I actually prayed. Or maybe begged is the proper term. I beseeched God: Please throw me a crumb here. Let this be a loose battery cable. I’ve still got twelve minutes to get there. I turned the ignition over again. Nothing. I popped the hood and checked the cables. I jiggled some wires and tried to work a little voodoo with the distributor cap. I tapped the alternator a few times like it might be sleeping. Then, purely as an act of faith, I patted the hood after I closed it. Climbing back in the cab, I buckled my belt and, with another prayer on my lips, turned her over again.
Nothing. I must have turned the ignition over thirty times. And the whole time Doug Goble leered at me from his realty sign like the smuggest jack-o’-lantern you ever saw. Yes, opportunity finally came knocking and left a burning bag of shit on my front step. The irony is not lost on me.
Well, I didn’t even bother calling Vandermeer, though I probably should have. I couldn’t call my mom, because she had enough problems. And there was no way in hell I was leaving the mower. Freddy, though he was ostensibly a grown man, did not own an automobile, nor could he operate one to my knowledge. Otherwise, he’d probably be living in it—instead of our shed. As for the truck, I didn’t have AAA, and I couldn’t afford an eighty-dollar tow. So I emptied the glove box, unscrewed the plates, and using the stubby blade of my Leatherman, pried off the VIN by the rivets.

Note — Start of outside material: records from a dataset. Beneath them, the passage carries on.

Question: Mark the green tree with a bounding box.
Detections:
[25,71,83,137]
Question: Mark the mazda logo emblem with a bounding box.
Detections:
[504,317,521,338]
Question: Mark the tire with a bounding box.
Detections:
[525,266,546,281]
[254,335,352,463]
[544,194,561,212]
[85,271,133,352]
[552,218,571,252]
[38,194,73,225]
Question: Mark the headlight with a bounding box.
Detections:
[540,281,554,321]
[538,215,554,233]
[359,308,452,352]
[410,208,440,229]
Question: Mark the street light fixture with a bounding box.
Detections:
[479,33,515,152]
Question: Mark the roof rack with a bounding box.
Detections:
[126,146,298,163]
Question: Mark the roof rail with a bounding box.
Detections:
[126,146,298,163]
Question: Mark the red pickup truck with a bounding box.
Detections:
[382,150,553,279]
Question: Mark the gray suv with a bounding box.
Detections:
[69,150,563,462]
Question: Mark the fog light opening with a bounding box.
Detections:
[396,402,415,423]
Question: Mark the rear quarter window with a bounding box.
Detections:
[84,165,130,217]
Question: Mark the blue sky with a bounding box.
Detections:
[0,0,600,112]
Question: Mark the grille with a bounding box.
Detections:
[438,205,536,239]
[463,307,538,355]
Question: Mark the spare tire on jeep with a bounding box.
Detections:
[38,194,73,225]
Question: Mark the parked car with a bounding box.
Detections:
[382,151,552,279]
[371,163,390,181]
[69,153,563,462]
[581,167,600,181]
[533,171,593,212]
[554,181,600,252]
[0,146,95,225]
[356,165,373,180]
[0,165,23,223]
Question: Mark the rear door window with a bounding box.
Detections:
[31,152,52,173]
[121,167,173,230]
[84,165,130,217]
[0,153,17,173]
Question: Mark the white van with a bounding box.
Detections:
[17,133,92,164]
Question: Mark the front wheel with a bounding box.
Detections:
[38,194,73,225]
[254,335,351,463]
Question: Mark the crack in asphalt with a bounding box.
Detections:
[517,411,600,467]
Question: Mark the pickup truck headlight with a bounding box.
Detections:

Sometimes you gotta walk away, even if you’ve got nowhere to go.
A few fun facts: It’s about three and a half miles from the Seabold Methodist Church to Suquamish, and there are no fewer than six Doug Goble realty signs along that stretch. If you position a weed whacker and an edger just right, you can get them to rest on the bar of a push mower reasonably well, and you can balance the gas can on the motor as you trundle the whole mess along the shoulder of the highway in your green sweatshirt in eighty-degree weather. If looking at the expressions of passing drivers is your thing, you can expect anything, from the bemused grin, to frowning contempt, to the smart-assed grin of some guy throwing a Pepsi can at you. I got one sympathetic look from a Mexican guy in a shitty truck with a lawn mower in back, who was probably headed toward Vandermeer.